BANGKOK (The Nation/ANN) - Alarming atrocities around Southeast Asia raise the question: What happened to human values?
When one looks at how an elected government in the Philippines is carrying out its so-called war on drugs, which has killed thousands of small-time drug peddlers and users, and wonders about other atrocities taking place in the region, it’s not difficult to come to the conclusion that humanitarian values are seriously missing.
Thailand is no different. We had our so-called drug war that was also popular among the general public who allowed their fear to be exploited by the then-prime minister Thaksin Shinawatra. The same is true in the Philippines under Rodrigo Duterte.
When these kinds of leaders come in for criticism from members of the international community, they wear the garb of patriotism and wrap themselves with their respective national flag.
Remember Thaksin’s outburst: “The UN is not my father”? A few years later he encouraged one of his deputies to bid for the top UN post.
America is not out of the loop when it comes to peddling this kind of shameless and morally bankrupt policy that plays on people’s fears and anxieties. Donald Trump played up his “Muslim ban” policy during his campaign.
But when the time came to act, the ban on Muslims entering America morphed into a travel ban on some Muslim-majority countries – where his family has no major investment – and cost the US nothing in terms of political and diplomatic capital. In fact, none of the countries whose citizens carried out terrorist attacks on US soil on September 11, 2001, were banned.
Duterte, in the aftermath of criticism from a network of European lawmakers about his bloody war on drugs, immediately played the colonialism card and boasted about his newfound friends China and Russia, both of whom are permanent members of the UN Security Council.
As part of its strategy to counter criticism from the West about the absence of accountability and abuse of power by the government, Manila has decided to strengthen its relationship with Moscow and Beijing.

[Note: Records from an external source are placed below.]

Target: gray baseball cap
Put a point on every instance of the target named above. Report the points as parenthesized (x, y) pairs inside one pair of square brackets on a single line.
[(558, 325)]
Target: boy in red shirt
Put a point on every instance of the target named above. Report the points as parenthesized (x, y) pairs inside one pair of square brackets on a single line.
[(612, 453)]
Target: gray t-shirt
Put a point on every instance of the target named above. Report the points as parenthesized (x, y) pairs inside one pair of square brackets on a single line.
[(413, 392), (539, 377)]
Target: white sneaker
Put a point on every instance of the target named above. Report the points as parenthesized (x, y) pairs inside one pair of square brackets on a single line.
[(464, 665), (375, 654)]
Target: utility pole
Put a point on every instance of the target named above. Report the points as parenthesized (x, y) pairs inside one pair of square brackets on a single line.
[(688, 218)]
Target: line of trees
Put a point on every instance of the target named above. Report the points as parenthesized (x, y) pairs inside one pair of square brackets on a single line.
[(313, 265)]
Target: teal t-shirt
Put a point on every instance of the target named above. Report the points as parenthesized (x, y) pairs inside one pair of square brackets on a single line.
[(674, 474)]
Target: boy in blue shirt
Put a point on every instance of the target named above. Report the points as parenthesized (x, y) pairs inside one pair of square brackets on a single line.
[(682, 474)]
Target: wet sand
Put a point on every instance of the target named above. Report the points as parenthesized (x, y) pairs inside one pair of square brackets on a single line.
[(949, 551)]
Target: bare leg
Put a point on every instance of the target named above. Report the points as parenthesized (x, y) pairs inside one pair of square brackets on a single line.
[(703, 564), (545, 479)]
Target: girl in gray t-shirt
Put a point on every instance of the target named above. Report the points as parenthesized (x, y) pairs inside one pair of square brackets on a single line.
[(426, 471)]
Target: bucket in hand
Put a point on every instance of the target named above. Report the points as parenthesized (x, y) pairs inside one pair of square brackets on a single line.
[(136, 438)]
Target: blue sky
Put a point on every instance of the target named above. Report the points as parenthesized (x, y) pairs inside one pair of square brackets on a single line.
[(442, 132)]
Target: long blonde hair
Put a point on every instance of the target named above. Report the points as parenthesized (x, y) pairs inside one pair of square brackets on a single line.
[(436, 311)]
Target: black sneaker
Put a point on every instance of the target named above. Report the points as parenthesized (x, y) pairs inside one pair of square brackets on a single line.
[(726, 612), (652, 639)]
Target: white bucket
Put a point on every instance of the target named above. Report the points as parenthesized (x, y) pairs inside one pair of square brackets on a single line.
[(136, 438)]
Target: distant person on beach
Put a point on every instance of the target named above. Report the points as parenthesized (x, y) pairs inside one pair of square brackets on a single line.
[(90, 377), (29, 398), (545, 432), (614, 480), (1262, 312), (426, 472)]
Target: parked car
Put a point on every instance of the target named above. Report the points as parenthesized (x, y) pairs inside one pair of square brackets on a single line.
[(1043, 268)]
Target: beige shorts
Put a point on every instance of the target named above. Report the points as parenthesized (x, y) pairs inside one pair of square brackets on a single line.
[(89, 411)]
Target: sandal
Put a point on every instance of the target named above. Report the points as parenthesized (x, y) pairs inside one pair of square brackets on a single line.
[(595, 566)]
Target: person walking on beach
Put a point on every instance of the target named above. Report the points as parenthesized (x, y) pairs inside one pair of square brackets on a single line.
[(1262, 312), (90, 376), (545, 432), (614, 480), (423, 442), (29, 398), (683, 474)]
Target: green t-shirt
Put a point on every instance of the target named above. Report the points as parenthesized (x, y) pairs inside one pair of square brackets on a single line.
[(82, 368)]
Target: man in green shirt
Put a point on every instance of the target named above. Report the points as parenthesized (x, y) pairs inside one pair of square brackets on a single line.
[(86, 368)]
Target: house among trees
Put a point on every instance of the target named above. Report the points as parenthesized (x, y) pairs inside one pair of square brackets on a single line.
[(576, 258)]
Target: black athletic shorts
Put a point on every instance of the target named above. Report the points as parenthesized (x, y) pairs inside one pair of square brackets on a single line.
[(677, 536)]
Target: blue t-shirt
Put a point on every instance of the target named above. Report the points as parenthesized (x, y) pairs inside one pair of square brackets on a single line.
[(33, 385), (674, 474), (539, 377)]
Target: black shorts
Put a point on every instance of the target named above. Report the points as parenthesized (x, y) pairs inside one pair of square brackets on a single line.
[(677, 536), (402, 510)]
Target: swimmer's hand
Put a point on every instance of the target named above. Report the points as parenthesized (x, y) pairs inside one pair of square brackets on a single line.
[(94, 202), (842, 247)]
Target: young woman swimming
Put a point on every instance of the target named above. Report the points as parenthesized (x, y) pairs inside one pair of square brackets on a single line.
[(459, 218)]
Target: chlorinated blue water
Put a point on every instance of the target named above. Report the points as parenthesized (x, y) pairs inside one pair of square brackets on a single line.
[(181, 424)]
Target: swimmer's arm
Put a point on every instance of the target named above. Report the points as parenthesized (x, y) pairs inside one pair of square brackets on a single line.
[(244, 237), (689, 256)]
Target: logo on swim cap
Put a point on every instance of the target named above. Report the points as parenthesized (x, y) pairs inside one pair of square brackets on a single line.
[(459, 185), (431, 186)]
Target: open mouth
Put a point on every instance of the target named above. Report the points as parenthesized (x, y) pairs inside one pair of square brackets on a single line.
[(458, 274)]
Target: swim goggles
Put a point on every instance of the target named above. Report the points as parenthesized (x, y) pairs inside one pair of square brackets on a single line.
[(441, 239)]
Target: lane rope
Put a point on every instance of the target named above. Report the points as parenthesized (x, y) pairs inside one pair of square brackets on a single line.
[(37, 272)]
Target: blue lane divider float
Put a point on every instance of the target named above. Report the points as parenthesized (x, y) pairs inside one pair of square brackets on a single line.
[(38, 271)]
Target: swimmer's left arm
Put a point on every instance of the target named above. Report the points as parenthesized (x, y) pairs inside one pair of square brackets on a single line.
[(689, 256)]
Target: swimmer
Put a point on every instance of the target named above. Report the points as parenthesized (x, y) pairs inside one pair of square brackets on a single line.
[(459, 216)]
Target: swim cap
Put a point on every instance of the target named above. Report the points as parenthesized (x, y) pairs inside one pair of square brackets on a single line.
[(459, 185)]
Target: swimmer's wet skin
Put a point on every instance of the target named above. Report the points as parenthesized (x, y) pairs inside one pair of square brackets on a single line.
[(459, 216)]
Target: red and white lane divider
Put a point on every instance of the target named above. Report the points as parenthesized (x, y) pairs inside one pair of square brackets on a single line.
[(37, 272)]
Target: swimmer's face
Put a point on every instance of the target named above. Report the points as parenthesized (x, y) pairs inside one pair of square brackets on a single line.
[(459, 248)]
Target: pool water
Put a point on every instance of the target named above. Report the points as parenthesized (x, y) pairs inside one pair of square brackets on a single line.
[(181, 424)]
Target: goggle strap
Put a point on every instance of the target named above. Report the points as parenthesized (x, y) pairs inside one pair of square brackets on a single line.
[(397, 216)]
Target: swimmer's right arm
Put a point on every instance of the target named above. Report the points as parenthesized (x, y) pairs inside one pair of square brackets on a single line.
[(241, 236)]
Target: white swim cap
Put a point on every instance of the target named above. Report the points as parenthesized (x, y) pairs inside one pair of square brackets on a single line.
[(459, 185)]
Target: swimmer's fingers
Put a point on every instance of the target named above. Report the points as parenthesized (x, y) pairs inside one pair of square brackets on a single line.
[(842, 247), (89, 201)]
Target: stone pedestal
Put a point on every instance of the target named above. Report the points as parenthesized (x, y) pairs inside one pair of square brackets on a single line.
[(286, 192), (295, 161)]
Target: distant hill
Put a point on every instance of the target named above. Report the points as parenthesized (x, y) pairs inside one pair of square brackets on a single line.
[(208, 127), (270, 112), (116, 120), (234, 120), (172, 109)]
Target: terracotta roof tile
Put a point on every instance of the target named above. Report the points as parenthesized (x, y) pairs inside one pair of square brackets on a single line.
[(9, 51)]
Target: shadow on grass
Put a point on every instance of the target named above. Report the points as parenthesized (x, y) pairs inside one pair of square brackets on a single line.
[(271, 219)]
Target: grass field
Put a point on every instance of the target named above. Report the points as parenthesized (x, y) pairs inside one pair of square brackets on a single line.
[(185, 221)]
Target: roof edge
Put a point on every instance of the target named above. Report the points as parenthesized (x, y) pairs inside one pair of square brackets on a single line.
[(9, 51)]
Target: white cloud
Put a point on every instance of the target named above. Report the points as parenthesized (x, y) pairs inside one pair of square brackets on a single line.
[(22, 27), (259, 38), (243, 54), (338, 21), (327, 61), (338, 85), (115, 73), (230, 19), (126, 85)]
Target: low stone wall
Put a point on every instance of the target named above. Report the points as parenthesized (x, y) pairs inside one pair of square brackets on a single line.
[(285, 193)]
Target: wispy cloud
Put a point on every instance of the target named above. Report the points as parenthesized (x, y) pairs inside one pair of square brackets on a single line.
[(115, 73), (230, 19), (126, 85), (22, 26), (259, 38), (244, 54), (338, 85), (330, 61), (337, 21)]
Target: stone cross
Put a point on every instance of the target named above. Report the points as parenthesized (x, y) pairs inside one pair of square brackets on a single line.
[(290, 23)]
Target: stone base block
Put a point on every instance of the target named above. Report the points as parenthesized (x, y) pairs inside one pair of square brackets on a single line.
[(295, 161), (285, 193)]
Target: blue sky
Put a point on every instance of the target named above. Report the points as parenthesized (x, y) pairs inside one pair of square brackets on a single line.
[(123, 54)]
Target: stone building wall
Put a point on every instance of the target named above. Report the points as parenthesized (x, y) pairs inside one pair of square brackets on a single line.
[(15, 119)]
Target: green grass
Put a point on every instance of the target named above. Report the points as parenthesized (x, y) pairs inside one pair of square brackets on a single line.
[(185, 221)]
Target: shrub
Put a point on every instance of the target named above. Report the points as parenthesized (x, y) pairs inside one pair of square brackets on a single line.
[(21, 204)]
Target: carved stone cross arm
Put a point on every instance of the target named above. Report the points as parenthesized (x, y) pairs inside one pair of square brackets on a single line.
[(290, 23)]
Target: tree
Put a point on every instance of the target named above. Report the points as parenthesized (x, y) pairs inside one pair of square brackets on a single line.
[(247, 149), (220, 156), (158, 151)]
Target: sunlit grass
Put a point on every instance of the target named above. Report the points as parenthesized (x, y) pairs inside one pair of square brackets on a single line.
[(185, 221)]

Bangkok has been doing more or less the same. No one really believes the leaders of these two countries have the interests of their people or their nation at heart with the switch in loyalties.
They should know that it won’t be long before Beijing and Moscow come knocking on their doors and remind them that everything has a price.
Duterte even told the European ambassadors to leave his country in 24 hours, cursing at them and accusing European nations of taking advantage of the Philippines because it was poor.
“You give us money, then you start to orchestrate what things should be done and which should not happen in our country. You bullshit. We are past the colonisation stage. Don’t f... with us.
“You think we are a bunch of morons here. You are the one. Now the ambassadors of those countries listening now, tell me, because we can have the diplomatic channel cut tomorrow. You leave my country in 24 hours, all, all of you.”
Duterte told the press that he and his government were not a bunch of morons. But the way he misled them is an insult to many people’s intelligence, not to say that this is an embarrassment for Filipinos.
The problem with democracy in Thailand is that the public think they can just sit back and the elected representatives will do everything for them. They don’t seem to understand that democracy is not a free ride.
By not actively engaging with the work of the government, the public is letting them get away without accountability. And as long as we continue to ignore these values, the public will continue to be indifferent to whatever action and policy taken, no matter how controversial and bloody these acts may be.
The European lawmakers were only expressing their concerns, and the points they raised were in line with international norms.
Thai officials may not use the same colourful and foul language as Duterte to counter criticism of the coup and its consequences. But neither Bangkok nor Manila can deny charges of abuse of power.